Saturday, October 27, 2018

Instant Sooji Vada (in 15 minutes or less)

Sounds too good to be true - right? But that’s all it takes, and the vadais taste great. They even taste good when they are cold.

Navrathri went by in a blur this year. I had a few families for dinner on Friday, and had my big party on Saturday. I saved Sunday to visit a few other golus. But since a few people could not make it on Friday or Saturday, they came home on Monday. I had school the whole day, and a dear friend had called a few of us to her place on Monday as well. So I rushed back home, quickly prepped for my guests, changed, went to my friend's place, and rushed back to receive my guests. I made Sooji Kuzhi Paniyaram, along with mudi masala, dhokla, peanut chaat, and ras malai.




As usual I had overestimated my quantities and had some leftover sooji batter, after making the kuzhi paniyarams. I put this in the fridge along with all the other leftovers from my big party and forgot about it for a few days.

Then as my husband and I were slowly making our way through all the food in the fridge, I came upon this batter and decided to try something new. I added rice flour, grated carrots, and some ginger to it and made vadas. They were perfect! Because I had added rice flour, the dough was thick and really easy to shape into vadas. And the best part, they tasted great even when they were cold!




Last night, my husband was meeting a few of his buddies to discuss an upcoming trip and needed to take something for a potluck. Since it has been a long week, with two days of parent teacher conferences running till 8:00 p.m, I wanted to make something that was quick and easy. I decided to make these for him to take.

I am impressed with how good they taste and how simple they are to make.

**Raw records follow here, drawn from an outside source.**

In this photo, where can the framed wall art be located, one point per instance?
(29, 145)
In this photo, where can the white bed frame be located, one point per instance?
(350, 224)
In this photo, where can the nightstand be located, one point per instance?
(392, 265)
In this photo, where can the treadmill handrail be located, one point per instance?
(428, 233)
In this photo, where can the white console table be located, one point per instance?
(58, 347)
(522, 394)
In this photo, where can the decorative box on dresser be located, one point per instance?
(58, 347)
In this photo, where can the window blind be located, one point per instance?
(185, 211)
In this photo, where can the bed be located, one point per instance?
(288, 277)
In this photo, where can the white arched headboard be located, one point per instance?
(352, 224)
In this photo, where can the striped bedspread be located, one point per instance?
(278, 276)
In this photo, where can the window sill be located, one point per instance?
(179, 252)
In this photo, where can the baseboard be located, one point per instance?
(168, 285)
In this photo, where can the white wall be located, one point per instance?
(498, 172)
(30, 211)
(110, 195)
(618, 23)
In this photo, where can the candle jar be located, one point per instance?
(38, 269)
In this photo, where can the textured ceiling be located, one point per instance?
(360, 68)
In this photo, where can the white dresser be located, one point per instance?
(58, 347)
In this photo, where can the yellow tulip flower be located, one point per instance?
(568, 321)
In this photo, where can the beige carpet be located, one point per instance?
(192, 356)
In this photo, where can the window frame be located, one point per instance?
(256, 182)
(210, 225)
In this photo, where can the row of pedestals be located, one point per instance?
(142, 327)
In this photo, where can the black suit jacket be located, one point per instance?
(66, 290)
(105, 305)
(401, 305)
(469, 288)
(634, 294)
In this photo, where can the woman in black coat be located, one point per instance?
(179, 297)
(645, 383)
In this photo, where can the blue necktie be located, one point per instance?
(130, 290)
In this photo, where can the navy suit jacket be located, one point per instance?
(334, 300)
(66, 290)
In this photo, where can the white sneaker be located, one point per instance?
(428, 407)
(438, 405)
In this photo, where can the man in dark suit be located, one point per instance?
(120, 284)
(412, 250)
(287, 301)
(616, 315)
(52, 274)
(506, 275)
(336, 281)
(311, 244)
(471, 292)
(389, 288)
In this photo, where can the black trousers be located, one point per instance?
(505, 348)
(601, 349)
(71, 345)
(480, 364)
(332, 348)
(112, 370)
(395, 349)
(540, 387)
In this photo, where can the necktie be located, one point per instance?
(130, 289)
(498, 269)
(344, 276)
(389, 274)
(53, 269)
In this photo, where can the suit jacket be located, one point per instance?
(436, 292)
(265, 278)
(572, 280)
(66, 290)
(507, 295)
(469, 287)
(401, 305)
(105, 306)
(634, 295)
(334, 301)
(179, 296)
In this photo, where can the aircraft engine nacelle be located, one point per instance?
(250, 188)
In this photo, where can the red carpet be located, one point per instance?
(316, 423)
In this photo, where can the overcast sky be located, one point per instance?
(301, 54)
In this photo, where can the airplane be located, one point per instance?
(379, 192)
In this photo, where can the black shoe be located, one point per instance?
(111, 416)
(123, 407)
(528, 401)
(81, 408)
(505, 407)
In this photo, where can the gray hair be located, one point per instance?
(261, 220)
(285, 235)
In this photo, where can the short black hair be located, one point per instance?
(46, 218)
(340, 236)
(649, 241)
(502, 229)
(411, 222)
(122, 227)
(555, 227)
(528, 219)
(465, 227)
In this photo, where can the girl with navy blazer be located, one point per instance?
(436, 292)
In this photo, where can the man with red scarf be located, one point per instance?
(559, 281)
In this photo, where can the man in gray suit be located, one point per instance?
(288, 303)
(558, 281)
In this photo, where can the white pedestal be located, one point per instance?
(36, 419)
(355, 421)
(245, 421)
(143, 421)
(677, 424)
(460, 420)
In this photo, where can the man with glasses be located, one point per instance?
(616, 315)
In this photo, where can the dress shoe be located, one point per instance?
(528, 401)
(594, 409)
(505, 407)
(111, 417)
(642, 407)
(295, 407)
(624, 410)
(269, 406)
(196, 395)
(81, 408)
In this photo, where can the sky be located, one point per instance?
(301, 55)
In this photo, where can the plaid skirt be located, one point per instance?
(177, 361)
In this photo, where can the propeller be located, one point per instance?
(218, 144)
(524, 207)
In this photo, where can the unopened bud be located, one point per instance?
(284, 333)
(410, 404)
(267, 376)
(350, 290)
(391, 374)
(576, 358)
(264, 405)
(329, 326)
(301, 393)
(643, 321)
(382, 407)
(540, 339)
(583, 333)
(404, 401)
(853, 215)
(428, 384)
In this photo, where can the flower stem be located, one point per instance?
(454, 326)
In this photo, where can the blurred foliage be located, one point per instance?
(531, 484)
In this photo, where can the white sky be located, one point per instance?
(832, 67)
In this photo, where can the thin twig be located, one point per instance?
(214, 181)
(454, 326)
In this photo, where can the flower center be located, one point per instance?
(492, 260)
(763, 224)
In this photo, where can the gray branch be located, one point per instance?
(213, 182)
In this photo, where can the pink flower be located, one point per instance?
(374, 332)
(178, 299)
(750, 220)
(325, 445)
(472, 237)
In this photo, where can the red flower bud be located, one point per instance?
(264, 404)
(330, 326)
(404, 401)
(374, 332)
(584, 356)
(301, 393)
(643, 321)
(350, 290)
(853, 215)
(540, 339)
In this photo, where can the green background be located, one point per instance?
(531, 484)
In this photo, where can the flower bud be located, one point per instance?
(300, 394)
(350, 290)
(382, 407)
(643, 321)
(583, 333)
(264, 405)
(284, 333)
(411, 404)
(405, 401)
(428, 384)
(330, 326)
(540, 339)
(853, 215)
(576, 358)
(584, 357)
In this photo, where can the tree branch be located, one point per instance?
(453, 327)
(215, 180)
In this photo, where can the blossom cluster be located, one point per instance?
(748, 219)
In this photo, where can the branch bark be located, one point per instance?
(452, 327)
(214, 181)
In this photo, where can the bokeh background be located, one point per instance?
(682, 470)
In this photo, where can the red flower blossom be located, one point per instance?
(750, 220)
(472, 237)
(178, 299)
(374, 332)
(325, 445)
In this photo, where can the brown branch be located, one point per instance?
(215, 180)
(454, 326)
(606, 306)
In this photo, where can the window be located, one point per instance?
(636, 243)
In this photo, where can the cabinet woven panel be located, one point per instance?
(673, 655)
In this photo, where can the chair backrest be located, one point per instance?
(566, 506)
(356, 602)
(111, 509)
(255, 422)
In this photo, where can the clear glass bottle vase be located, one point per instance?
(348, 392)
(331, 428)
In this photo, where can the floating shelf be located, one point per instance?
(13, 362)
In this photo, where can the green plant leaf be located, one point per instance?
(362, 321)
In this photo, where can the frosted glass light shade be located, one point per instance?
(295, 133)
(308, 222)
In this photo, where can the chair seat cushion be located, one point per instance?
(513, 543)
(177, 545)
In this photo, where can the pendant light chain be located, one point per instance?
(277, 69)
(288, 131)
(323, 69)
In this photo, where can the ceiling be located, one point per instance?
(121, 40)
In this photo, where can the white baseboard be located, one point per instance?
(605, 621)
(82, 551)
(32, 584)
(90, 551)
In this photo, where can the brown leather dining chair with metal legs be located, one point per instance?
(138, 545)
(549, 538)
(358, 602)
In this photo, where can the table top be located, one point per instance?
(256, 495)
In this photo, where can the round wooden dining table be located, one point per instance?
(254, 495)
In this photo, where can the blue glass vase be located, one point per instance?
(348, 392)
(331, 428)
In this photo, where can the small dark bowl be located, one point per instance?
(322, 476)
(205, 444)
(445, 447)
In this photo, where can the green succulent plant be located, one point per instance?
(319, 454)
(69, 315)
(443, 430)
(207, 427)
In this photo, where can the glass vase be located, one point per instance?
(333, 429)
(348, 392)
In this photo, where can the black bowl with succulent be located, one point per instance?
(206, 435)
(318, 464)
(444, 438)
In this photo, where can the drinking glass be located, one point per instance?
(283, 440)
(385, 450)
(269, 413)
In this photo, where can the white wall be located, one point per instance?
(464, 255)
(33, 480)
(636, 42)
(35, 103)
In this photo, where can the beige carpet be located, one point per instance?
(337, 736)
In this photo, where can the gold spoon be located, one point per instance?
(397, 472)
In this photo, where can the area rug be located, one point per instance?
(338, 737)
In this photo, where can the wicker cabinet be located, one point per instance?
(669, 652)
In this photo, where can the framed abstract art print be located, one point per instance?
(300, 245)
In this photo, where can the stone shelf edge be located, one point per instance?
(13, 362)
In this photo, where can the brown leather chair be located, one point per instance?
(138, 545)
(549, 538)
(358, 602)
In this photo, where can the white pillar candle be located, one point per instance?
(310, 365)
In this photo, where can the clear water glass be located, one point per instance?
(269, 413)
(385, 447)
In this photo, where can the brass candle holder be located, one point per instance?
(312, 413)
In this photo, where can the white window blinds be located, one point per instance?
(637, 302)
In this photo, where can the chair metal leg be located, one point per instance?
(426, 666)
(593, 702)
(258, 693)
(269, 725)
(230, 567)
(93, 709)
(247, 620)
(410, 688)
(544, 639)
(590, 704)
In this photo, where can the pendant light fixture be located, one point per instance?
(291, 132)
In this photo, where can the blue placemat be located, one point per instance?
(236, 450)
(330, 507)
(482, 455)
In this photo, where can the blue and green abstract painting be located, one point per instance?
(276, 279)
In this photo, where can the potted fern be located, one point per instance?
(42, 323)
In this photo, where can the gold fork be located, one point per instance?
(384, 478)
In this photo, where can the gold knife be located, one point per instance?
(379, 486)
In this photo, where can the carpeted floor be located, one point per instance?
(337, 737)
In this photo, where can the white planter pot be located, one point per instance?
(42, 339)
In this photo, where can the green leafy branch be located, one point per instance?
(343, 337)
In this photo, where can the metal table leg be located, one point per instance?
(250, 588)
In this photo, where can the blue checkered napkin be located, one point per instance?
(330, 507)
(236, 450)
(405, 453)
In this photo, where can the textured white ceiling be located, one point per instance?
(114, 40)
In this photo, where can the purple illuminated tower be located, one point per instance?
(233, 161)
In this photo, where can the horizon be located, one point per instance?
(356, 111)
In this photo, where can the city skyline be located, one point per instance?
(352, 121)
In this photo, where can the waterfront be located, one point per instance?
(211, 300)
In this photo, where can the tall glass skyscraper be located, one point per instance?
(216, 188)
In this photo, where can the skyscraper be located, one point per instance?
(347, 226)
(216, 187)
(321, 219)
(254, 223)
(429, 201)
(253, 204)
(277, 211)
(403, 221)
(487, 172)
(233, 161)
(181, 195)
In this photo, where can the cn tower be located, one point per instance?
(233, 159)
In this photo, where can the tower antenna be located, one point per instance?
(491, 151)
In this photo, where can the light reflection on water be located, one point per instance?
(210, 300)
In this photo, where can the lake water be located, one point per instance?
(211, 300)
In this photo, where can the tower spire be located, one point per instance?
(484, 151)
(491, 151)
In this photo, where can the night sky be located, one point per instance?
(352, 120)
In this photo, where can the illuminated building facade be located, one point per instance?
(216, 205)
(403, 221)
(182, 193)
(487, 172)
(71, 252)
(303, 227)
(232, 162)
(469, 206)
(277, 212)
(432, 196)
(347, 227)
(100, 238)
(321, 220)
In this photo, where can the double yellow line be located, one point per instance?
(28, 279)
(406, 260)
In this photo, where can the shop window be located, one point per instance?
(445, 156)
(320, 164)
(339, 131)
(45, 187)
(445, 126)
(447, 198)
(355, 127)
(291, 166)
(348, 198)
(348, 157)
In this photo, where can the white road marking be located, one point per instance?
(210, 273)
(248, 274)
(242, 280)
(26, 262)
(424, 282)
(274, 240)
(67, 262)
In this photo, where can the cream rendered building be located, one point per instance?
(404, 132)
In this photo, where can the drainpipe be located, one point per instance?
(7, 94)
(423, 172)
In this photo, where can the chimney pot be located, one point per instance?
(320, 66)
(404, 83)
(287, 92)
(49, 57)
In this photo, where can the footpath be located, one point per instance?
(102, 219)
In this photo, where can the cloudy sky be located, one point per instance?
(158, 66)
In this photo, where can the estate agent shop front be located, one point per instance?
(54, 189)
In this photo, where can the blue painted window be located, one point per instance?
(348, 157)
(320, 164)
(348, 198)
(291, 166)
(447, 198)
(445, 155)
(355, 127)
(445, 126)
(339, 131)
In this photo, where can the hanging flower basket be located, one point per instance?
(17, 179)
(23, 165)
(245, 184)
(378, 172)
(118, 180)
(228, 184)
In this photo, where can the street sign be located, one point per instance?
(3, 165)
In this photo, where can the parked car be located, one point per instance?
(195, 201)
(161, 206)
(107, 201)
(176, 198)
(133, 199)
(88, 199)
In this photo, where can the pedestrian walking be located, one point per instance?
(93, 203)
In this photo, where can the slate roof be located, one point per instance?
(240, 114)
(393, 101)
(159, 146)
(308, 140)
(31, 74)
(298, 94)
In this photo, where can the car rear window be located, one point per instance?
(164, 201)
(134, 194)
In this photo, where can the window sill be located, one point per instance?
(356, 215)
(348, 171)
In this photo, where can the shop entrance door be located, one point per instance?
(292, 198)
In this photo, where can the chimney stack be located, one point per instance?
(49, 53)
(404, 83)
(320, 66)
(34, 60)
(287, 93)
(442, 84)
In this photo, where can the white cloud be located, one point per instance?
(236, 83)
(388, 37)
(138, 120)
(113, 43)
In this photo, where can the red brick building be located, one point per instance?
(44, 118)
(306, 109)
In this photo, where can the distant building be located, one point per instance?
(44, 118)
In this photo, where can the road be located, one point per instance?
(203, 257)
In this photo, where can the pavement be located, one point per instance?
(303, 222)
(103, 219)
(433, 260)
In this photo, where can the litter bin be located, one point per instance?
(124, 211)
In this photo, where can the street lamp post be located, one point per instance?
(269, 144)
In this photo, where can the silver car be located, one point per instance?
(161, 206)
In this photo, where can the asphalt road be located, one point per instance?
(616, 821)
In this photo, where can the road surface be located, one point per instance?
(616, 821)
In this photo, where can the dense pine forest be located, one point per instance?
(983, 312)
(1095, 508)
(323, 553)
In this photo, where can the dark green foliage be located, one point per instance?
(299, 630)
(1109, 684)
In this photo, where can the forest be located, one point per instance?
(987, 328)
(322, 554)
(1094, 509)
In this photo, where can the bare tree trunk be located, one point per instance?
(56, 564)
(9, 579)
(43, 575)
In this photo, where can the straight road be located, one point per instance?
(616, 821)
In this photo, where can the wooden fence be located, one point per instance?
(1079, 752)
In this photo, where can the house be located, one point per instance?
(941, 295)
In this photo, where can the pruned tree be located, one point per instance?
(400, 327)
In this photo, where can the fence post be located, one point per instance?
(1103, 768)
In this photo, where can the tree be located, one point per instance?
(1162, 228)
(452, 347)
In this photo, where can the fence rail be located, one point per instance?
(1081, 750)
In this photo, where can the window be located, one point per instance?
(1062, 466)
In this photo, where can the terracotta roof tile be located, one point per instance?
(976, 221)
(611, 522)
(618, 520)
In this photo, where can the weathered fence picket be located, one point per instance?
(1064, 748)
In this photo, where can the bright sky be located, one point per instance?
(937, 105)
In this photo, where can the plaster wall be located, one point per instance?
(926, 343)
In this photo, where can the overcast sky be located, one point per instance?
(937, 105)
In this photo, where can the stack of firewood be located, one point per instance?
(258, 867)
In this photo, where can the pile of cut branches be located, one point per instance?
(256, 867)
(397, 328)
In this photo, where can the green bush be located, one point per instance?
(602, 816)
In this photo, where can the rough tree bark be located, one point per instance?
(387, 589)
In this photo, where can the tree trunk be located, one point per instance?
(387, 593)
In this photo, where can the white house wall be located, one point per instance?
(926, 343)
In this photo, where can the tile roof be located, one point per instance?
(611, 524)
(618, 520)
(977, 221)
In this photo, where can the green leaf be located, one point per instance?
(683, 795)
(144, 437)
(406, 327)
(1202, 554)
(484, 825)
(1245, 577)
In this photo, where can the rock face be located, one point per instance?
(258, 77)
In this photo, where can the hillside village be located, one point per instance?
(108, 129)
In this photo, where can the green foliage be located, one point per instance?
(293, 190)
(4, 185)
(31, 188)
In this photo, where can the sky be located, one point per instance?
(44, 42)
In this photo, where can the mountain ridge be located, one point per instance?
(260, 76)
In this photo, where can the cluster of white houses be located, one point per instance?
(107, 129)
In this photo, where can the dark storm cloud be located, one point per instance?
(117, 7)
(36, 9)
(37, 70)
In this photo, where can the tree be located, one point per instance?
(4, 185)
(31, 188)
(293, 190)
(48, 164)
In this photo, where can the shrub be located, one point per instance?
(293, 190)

Try these for your Deepavali or Thanksgiving party. I’m sure they will be a hit.


Instant Sooji Vada (in 15 minutes or less)

Prep time: 10 minutes Cooking Time: 15 minutes Makes about 24 - 28 vadas

Here is what you need

  • 1 cup MTR Rava Idli Mix
  • ½ - ¾ cup yogurt
  • 3 - 4 tbsp. Rice flour
  • 1 onion, chopped fine
  • 3 - 4 green chilies minced
  • 1 cup spinach leaves, chopped fine (or other vegetables of your choice - like carrots or cabbage)
  • ½” ginger, minced
  • few curry leaves
  • few coriander leaves, chopped
  • a pinch of salt
  • oil for deep frying



Here is how I made it:


  1. Heat oil in a deep bottomed kadai or pan
  2. While the oil is heating, mix all the ingredients, except the oil for deep frying, so that the mixture forms a dough that you can shape into balls. If the batter is too moist, add more rice flour. If it is too dry, sprinkle some water.
  3. Keep a bowl of water and a sandwich size ziploc bag ready.
  4. Wet your hand and the ziploc bag. Take some batter (about the size of a big lime) in you hand and put it on the Ziploc bag. 
  5. Shape it like a donut with a hole in the middle.
  6. Drop this gently into the hot oil. You can fry a few vadas at a time. Turn the vadas over gently a couple of times till they turn golden brown all over.
  7. Place the vadas in a colander lined with paper towels to drain excess oil.
  8. Repeat till all the batter is done.